Optimization transdermal patch of polymer combination of chitosan and HPMC-loaded ibuprofen using factorial designs

Abstract

Ibuprofen is a non-steroidal anti-inflammatory drug that has a disadvantage in its oral use, such as gastrointestinal disorders, nausea, vomiting and gastric ulcers. Transdermal patch dosage forms are an alternative in overcoming this weakness. The transdermal patch is formulated using a special membrane that can control drug release in a matrix system. Therefore, this study optimizes chitosan and HPMC as polymers using a factorial design approach. The parameters tested included weight uniformity, patch thickness, swelling index, in vitro release rate, folding resistance, ibuprofen uniformity, surface pH, and moisture content. The interactions between the components were evaluated using Fourier transform infrared spectrophotometry-attenuated total reflectance (FTIR-ATR).

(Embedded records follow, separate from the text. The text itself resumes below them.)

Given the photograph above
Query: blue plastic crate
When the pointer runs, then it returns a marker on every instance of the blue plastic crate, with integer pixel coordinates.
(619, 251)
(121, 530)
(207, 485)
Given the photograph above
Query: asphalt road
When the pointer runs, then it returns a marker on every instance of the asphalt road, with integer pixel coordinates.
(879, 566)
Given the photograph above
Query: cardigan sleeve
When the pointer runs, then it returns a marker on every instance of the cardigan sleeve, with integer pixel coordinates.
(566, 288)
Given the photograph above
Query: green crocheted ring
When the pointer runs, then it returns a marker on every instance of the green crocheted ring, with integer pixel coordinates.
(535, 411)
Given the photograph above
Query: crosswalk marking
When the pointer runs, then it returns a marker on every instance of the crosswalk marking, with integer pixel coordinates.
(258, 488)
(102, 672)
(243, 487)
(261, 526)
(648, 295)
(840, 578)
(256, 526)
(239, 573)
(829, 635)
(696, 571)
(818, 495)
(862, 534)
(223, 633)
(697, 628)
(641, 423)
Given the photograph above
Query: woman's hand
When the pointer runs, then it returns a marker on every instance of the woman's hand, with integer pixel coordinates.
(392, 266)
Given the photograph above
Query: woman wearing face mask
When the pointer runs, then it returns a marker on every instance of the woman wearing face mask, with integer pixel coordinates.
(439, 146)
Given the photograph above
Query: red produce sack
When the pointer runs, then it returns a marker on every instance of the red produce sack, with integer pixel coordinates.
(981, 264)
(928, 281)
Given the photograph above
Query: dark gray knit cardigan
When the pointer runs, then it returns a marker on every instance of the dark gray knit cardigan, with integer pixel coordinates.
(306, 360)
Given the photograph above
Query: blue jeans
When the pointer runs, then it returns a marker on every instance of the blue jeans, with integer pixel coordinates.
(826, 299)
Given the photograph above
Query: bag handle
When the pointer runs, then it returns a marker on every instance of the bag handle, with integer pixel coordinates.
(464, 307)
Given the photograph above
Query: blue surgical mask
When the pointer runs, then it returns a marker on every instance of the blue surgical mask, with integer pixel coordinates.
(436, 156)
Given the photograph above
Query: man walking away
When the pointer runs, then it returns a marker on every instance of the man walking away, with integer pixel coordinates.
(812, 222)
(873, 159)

The optimum concentration of chitosan was 0.5% and HPMC 6% with CV values for weight uniformity of 0.003 ± 1.202%; humidity 0.543 ± 5.595%; swelling index 4.611 ± 23,657%; thickness 0.052 ± 2.428%; surface pH 5; durability is less than 300 times and the uniformity of ibuprofen levels is 1.52 ± 2.99%. The design approach using the FFD2 2 obtained an effective and efficient mathematical-statistical model to determine the optimal polymer combination in the formula. As an additional instrument in design evaluation, the chemometric approach is constructive in modeling and optimization.